Alicia nodded, desperate and eager.

“Good,” Ford said. “First rule: We exist to protect the Gold Path.”

“Yes,” Alicia said automatically and eagerly. She understood that rule like it was woven into every cell in her body. She’d lived for the Gold Path for so long by then, it was instinctive.

“Second rule: Don’t kill anyone. Once you have that down, you’ll be ready to come back.”

Alicia stared in confusion, but instead of clarifying, Ford left. Two employees showed up in her place, taking care of the house, watching Alicia, making sure she drank when she was told to.

Her teeth hurt—why did her teeth hurt?—and the boundaries of her body felt strange and unfamiliar. After the euphoria of waking wore off, she was thirsty all the time. Achingly, desperately thirsty. Worse, the people taking care of her scared her. Not because they were threats, but because they didn’t feel real. They felt like…things.

She had wanted a greater connection with the universe, with herself. And even though she could hear and see and smell like never before, even though at night she could make herself go thin and flexible like she was about to become the air itself, she’d never felt more disconnected.

But she was going to do what she had to. She was going to get back to Goldaming Life. Ford would help her understand, and then Alicia would be an ambassador.
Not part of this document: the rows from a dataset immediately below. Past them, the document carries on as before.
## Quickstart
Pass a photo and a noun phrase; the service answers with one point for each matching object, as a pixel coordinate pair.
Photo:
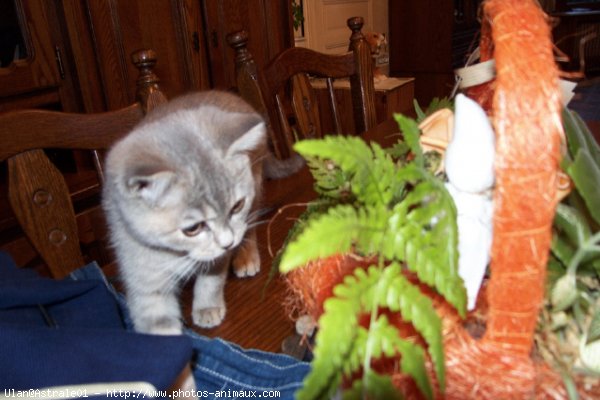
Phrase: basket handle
(526, 117)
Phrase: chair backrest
(286, 78)
(37, 190)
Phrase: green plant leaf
(564, 293)
(411, 133)
(374, 386)
(585, 173)
(574, 225)
(416, 308)
(593, 332)
(579, 136)
(336, 232)
(331, 351)
(370, 168)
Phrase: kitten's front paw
(246, 262)
(208, 317)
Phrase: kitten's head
(186, 182)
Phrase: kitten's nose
(225, 238)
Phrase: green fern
(397, 210)
(341, 344)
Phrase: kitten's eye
(194, 229)
(237, 207)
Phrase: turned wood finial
(238, 41)
(148, 91)
(355, 24)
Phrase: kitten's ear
(151, 188)
(253, 138)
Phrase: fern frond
(387, 341)
(417, 309)
(371, 169)
(334, 342)
(390, 289)
(372, 386)
(330, 180)
(335, 232)
(423, 232)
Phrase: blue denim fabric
(70, 332)
(95, 345)
(225, 368)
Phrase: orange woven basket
(526, 114)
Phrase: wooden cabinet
(94, 40)
(428, 39)
(269, 28)
(33, 73)
(393, 95)
(76, 56)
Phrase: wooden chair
(266, 90)
(37, 190)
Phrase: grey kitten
(181, 191)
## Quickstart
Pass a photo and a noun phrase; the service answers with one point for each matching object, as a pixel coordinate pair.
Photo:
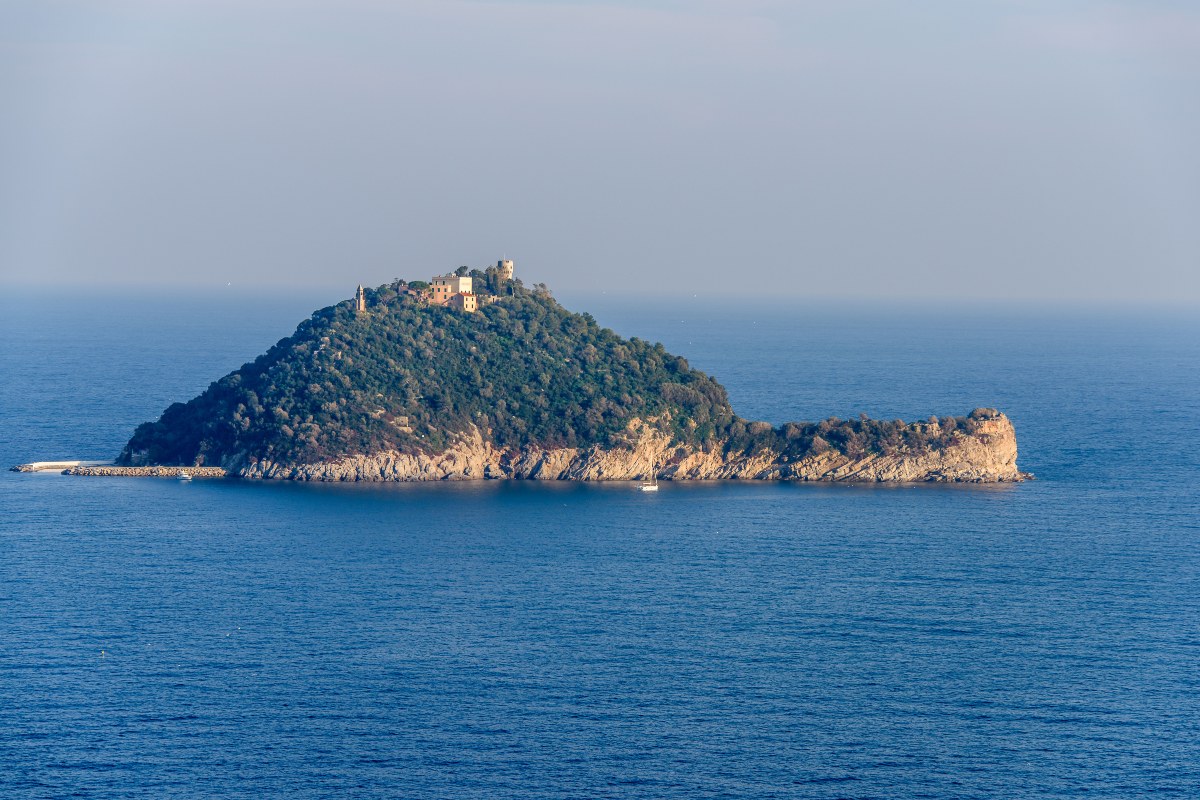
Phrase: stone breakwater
(987, 456)
(147, 471)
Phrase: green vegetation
(407, 377)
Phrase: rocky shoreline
(988, 456)
(985, 456)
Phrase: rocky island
(474, 376)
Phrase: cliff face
(989, 455)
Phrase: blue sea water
(241, 639)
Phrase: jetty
(107, 469)
(58, 465)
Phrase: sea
(229, 638)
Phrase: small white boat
(653, 483)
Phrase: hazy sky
(977, 149)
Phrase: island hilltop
(474, 376)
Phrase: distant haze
(876, 150)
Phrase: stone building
(444, 287)
(463, 301)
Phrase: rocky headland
(393, 386)
(987, 456)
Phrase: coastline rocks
(989, 455)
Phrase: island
(475, 376)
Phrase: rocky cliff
(987, 455)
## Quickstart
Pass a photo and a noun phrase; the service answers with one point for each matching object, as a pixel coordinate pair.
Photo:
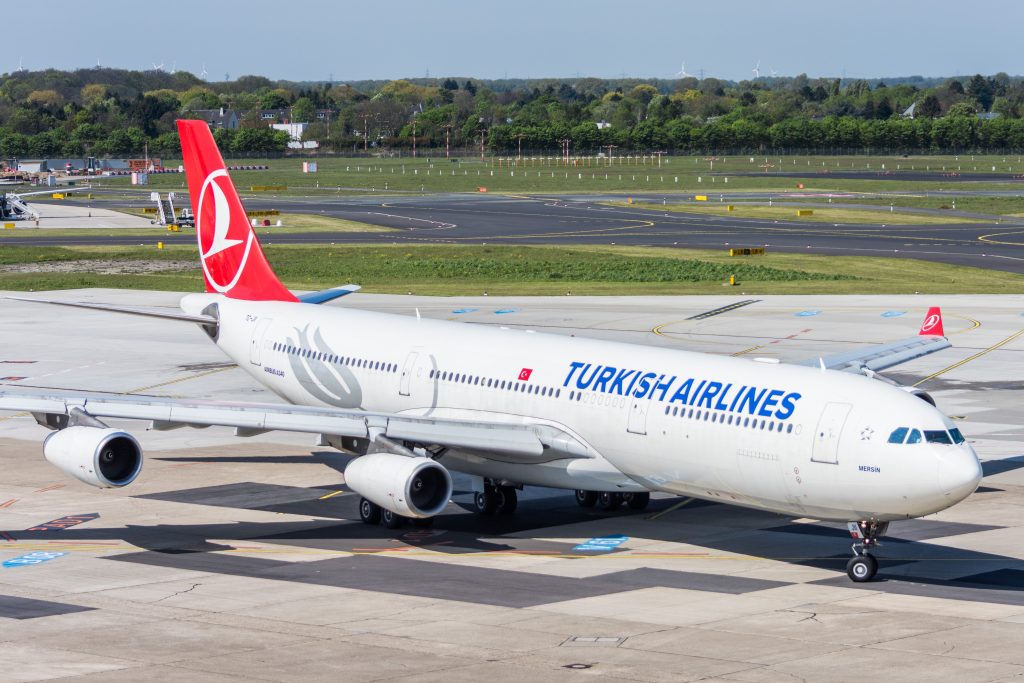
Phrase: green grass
(993, 206)
(453, 270)
(819, 215)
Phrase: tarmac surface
(584, 220)
(236, 558)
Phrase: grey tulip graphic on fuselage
(330, 382)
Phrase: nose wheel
(862, 566)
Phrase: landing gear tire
(637, 501)
(391, 519)
(586, 499)
(485, 502)
(861, 568)
(508, 500)
(370, 512)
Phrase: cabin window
(938, 436)
(898, 435)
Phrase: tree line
(108, 112)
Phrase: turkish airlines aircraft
(414, 398)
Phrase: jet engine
(100, 457)
(411, 486)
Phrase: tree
(979, 88)
(929, 108)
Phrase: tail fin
(233, 264)
(932, 327)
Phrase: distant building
(274, 116)
(294, 130)
(218, 118)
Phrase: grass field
(535, 174)
(993, 206)
(848, 216)
(453, 270)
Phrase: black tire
(586, 499)
(485, 502)
(861, 568)
(370, 512)
(637, 501)
(508, 500)
(392, 519)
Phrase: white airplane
(414, 398)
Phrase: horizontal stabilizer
(329, 295)
(164, 313)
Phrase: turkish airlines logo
(221, 233)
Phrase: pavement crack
(172, 595)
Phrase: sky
(320, 40)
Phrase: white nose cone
(960, 474)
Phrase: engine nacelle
(924, 395)
(102, 458)
(408, 486)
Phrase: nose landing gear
(862, 566)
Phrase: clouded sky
(315, 40)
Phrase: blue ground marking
(602, 544)
(32, 558)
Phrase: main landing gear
(496, 500)
(611, 501)
(371, 513)
(862, 566)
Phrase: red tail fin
(932, 327)
(232, 261)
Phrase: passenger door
(826, 436)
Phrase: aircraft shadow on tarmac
(909, 563)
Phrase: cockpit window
(898, 435)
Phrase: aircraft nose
(960, 473)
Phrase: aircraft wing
(881, 356)
(495, 440)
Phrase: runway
(237, 558)
(584, 220)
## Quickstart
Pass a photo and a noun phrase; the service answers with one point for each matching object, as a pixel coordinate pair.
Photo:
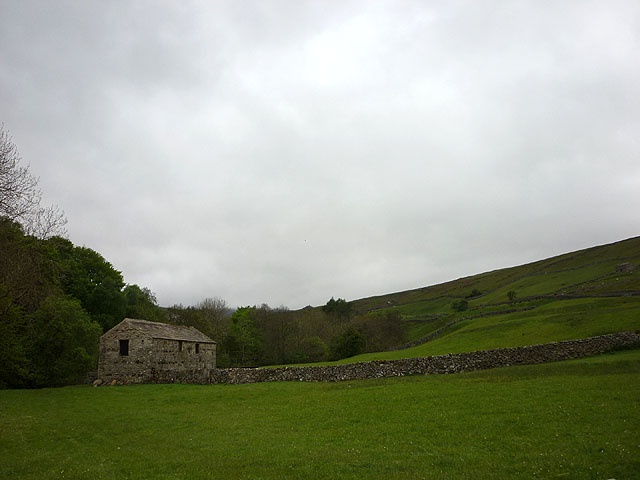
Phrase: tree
(243, 342)
(381, 330)
(339, 309)
(20, 197)
(62, 342)
(215, 312)
(87, 276)
(460, 306)
(142, 304)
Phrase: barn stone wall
(151, 359)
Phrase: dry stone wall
(442, 364)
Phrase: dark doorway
(124, 347)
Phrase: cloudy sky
(289, 151)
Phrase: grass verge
(577, 419)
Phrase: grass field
(577, 419)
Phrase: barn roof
(169, 332)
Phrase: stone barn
(136, 351)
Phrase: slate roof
(169, 332)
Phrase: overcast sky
(289, 151)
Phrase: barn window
(124, 348)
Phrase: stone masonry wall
(152, 360)
(133, 368)
(169, 360)
(442, 364)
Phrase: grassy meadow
(575, 419)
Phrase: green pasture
(551, 321)
(576, 419)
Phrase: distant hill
(575, 295)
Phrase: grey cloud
(286, 152)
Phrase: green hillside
(574, 295)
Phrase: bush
(348, 344)
(62, 342)
(460, 306)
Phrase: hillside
(574, 295)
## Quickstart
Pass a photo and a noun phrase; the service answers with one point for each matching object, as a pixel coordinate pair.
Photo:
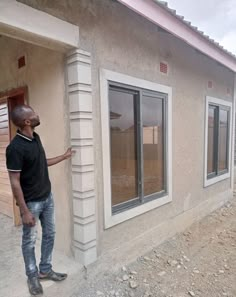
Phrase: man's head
(23, 116)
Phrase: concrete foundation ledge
(130, 251)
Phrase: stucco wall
(120, 40)
(44, 76)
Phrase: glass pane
(124, 169)
(211, 139)
(153, 145)
(223, 139)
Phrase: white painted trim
(217, 101)
(106, 76)
(233, 134)
(23, 22)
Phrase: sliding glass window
(218, 140)
(137, 145)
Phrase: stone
(133, 284)
(172, 263)
(161, 273)
(125, 277)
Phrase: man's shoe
(34, 285)
(54, 276)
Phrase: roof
(166, 18)
(190, 25)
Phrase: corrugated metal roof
(164, 5)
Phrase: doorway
(8, 100)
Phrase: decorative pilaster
(81, 127)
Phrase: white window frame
(219, 102)
(107, 76)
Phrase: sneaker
(35, 288)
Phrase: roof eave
(174, 24)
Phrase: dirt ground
(199, 262)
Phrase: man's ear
(27, 122)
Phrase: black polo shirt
(27, 156)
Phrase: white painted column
(81, 126)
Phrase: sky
(216, 18)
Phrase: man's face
(33, 118)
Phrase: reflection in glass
(211, 139)
(153, 145)
(124, 172)
(223, 136)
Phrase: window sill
(214, 180)
(112, 220)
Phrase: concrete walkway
(12, 277)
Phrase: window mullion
(140, 149)
(217, 140)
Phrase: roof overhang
(160, 16)
(22, 22)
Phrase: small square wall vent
(163, 67)
(21, 62)
(210, 84)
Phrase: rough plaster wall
(122, 41)
(44, 76)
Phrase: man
(28, 171)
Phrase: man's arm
(56, 160)
(27, 217)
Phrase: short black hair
(18, 115)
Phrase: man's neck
(27, 131)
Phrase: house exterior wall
(44, 77)
(121, 41)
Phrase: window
(218, 140)
(137, 145)
(136, 117)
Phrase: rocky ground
(199, 262)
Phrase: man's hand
(68, 154)
(28, 219)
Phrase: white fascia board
(159, 16)
(23, 22)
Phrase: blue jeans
(43, 211)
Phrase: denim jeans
(43, 211)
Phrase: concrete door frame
(50, 32)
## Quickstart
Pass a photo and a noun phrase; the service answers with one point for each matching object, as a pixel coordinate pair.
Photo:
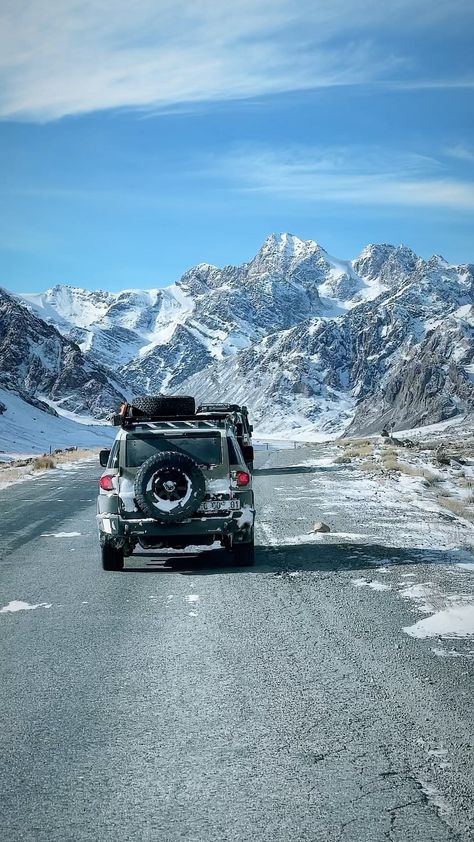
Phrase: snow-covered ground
(402, 508)
(27, 430)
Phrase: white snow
(60, 534)
(456, 621)
(25, 429)
(375, 585)
(17, 605)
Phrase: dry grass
(75, 455)
(21, 469)
(43, 463)
(371, 467)
(390, 462)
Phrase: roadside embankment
(17, 468)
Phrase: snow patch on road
(456, 621)
(17, 605)
(375, 585)
(60, 534)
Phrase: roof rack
(127, 421)
(221, 407)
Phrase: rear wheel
(112, 557)
(244, 554)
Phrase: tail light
(242, 478)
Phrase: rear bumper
(197, 529)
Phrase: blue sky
(139, 139)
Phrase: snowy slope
(25, 429)
(38, 363)
(308, 340)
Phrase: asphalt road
(186, 699)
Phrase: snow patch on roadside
(375, 585)
(17, 605)
(60, 534)
(456, 621)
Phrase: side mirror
(247, 451)
(104, 457)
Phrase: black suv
(174, 478)
(239, 417)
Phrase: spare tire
(169, 487)
(163, 405)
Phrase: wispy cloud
(461, 152)
(75, 56)
(351, 176)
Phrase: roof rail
(126, 421)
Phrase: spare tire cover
(169, 487)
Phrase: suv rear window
(204, 449)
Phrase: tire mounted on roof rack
(163, 405)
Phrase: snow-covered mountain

Help women just like herself find this same strange new power. Maybe even work directly with Blanche.

When at last Ford was satisfied that Alicia could follow the rules, she was driven back to Salt Lake City. Alicia couldn’t wait to find out what her role as a god on earth would be.

They assigned her to an elevator in an office building.

73

Salt Lake City, November 15, 2024

My Dear Butter Chicken,

I keep looking right, and you aren’t there, and it makes me sad.

Are you in Boston yet? In my dreams—not the dreams you’re in, but you know what those ones are like and I hardly think I can put them in writing, both because I’m not that good at description and it would make these letters X-rated and I don’t know if your therapist (it still makes me laugh that you have a therapist, how human of you!) is going to be reading them before you visit her and pick them up—anyway, in my dreams you get to Boston and Dracula is just, like, hanging out. Outside MIT or something. I don’t really know why he’s there, maybe he’s developed a taste for insufferable geniuses. And it turns out we don’t need me to infiltrate Goldaming Life at all, because you make even quicker work of him than you did of Ford and whoever the ginger fox was. So I walk out in the morning, dreading my weekly torture sessions, but instead:

There you are. Radiant. Glorious. Dracula’s desiccated head in your hand like the season’s hottest accessory. I run to you and take you in my arms and you toss his head aside because who fucking cares about him, what a loser, and then we make all those dreams we’ve been sharing come true. Maybe even right there in the street, depending on whether I can stand to wait long enough to get into the house.

Who knows. We got lucky finding each other. We could get lucky again.